Nester baut das Braunkehlchen bevorzugt in Bodennähe, wo es auch Deckung findet. Im hohen Gras brütet der Vogel gut versteckt einmal im Jahr vier bis sieben Eier aus. Nach zwei Wochen verlassen die Jungvögel das Nest und werden flügge.
Der Singvogel gilt als stark gefährdet. Verbauung, Landwirtschaft, aber auch frei laufende Hunde und Hauskatzen stören seine Brut.
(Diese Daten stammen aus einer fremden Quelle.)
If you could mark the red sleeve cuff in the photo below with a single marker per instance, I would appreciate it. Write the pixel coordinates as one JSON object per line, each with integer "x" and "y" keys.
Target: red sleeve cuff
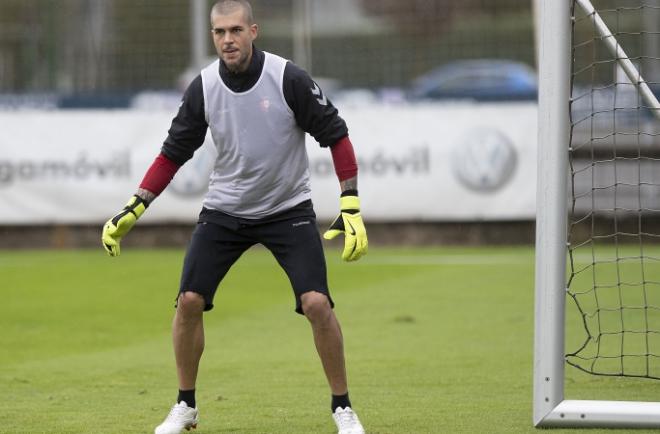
{"x": 159, "y": 175}
{"x": 343, "y": 158}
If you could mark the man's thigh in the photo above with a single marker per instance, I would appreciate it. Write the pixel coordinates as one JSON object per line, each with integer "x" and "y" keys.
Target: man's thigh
{"x": 213, "y": 249}
{"x": 296, "y": 244}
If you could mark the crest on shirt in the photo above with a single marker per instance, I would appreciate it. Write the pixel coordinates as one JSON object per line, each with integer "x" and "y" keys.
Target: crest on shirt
{"x": 264, "y": 104}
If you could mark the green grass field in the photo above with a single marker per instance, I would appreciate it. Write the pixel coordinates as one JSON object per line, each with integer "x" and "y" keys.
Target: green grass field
{"x": 438, "y": 340}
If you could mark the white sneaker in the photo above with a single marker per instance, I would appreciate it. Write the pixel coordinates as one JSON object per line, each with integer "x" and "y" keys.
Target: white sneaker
{"x": 347, "y": 421}
{"x": 181, "y": 417}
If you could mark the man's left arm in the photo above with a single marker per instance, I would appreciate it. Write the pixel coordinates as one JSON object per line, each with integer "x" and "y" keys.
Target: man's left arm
{"x": 349, "y": 221}
{"x": 316, "y": 115}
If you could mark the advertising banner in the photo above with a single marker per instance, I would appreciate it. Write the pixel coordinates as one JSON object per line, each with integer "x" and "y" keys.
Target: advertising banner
{"x": 450, "y": 162}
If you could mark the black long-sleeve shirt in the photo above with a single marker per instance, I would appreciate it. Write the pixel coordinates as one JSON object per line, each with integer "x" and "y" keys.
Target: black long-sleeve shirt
{"x": 302, "y": 94}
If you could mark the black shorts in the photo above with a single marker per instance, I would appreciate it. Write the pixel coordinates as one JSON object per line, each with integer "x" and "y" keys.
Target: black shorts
{"x": 219, "y": 240}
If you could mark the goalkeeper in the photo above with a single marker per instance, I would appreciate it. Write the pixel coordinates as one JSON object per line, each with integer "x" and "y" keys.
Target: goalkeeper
{"x": 258, "y": 107}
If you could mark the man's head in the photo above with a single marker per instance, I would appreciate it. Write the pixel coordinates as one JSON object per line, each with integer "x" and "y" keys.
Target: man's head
{"x": 233, "y": 28}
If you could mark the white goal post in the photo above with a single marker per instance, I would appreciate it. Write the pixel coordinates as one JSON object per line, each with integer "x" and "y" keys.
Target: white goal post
{"x": 550, "y": 407}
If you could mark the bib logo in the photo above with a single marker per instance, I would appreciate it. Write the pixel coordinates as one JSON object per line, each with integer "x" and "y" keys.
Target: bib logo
{"x": 193, "y": 177}
{"x": 484, "y": 160}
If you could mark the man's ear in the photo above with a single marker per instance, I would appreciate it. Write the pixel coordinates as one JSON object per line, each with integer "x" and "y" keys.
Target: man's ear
{"x": 254, "y": 29}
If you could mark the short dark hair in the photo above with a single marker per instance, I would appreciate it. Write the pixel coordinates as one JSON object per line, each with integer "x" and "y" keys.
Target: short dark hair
{"x": 224, "y": 7}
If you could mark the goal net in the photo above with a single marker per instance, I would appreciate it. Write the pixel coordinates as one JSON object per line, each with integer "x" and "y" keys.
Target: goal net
{"x": 597, "y": 253}
{"x": 614, "y": 163}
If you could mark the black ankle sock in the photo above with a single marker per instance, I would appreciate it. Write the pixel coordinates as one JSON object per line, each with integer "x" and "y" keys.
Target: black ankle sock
{"x": 340, "y": 401}
{"x": 188, "y": 396}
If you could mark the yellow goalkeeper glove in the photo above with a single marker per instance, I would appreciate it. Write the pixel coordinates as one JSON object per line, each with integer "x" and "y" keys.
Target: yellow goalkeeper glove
{"x": 349, "y": 222}
{"x": 119, "y": 225}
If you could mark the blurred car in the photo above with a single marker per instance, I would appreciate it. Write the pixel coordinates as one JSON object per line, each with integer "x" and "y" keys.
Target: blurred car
{"x": 479, "y": 80}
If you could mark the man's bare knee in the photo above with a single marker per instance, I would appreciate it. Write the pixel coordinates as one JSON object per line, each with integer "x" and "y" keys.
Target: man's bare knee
{"x": 315, "y": 306}
{"x": 190, "y": 303}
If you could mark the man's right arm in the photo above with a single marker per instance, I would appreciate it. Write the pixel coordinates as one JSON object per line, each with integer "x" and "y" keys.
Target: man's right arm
{"x": 185, "y": 136}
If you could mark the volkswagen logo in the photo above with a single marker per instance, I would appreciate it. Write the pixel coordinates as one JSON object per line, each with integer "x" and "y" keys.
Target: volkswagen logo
{"x": 484, "y": 160}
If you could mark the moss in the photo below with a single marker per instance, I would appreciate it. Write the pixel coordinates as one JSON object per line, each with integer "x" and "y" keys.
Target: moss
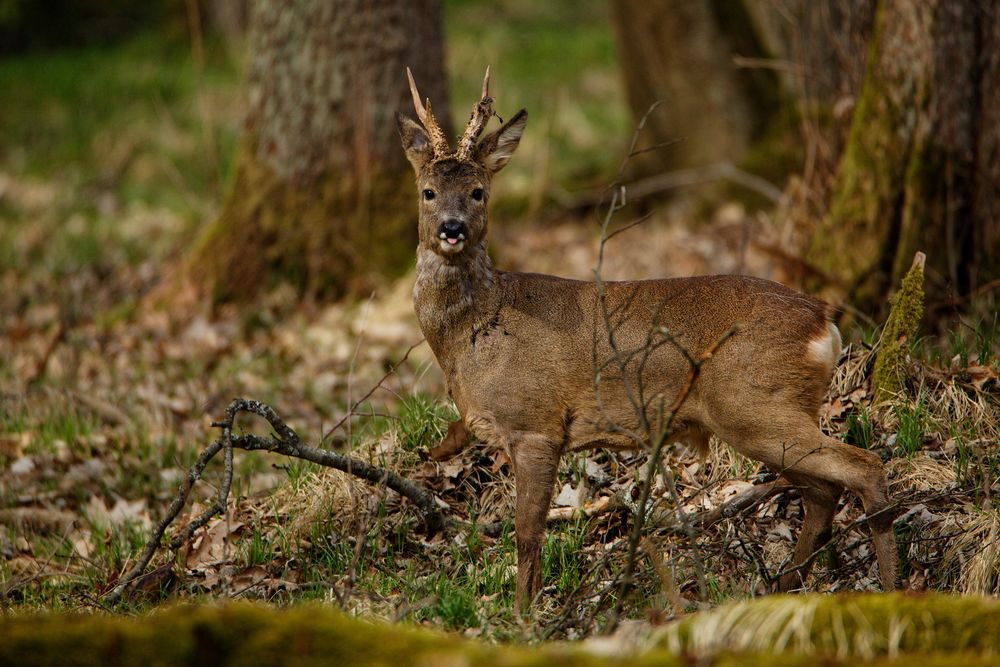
{"x": 900, "y": 330}
{"x": 246, "y": 635}
{"x": 850, "y": 240}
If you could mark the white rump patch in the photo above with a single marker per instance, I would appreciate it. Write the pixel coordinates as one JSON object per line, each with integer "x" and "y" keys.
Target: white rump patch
{"x": 825, "y": 350}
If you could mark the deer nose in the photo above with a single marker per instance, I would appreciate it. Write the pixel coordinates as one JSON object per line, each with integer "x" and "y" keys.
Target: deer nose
{"x": 452, "y": 228}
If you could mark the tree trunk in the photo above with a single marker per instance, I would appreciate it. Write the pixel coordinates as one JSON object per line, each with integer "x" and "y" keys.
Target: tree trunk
{"x": 921, "y": 167}
{"x": 681, "y": 52}
{"x": 322, "y": 195}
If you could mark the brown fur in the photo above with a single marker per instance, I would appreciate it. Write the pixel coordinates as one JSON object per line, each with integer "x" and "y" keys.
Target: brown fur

BirdLife Österreich schätzt, dass seit 1998 rund vierzig Prozent aller heimischen Vögel verschwunden sind. Das Braunkehlchen hat es besonders hart getroffen: Sein Bestand soll seit 2004 um achtzig Prozent zurückgegangen sein. Zwischen 950 und 1.500 Brutpaare vermutet man noch in Österreich. Tierschützer:innen fordern daher mehr Brachen und Blumenwiesen als Lebensraum.
Kleiner Frosch ohne Wasser
Um auf die Schutzbedürftigkeit des Kleinen Wasserfrosches (Rana lessonae) aufmerksam zu machen, wurde er zum Lurch des Jahres gewählt. Wasserfrösche leiden wie andere an Wasser gebundene Arten unter dem Verlust von Laichgewässern. Der Froschlurch ist in großen Teilen Europas beheimatet und auf kleine, sonnige, vegetationsreiche und nährstoffarme Moorgewässer angewiesen.
Lebensraum findet er in Niedermooren, fischfreien Gewässern und im feuchten Gras. Der kleine Wasserfrosch sieht dem Teichfrosch und dem Seefrosch sehr ähnlich. Alle drei sind meist grün, oft bräunlich gefleckt und haben eine helle Rückenlinie.
Wasserfrösche stoßen auffällige Paarungsrufe aus. Forscher:innen unterscheiden Paarungsruf, Revierruf 1 und 3 und Befreiungsruf. Dieser wird gegen Umklammerungsversuche anderer Artgenossen eingesetzt. Im Frühling ist somit ganz schön was los am nächtlichen Gewässer. Man könnte sagen: Das Bio tobt!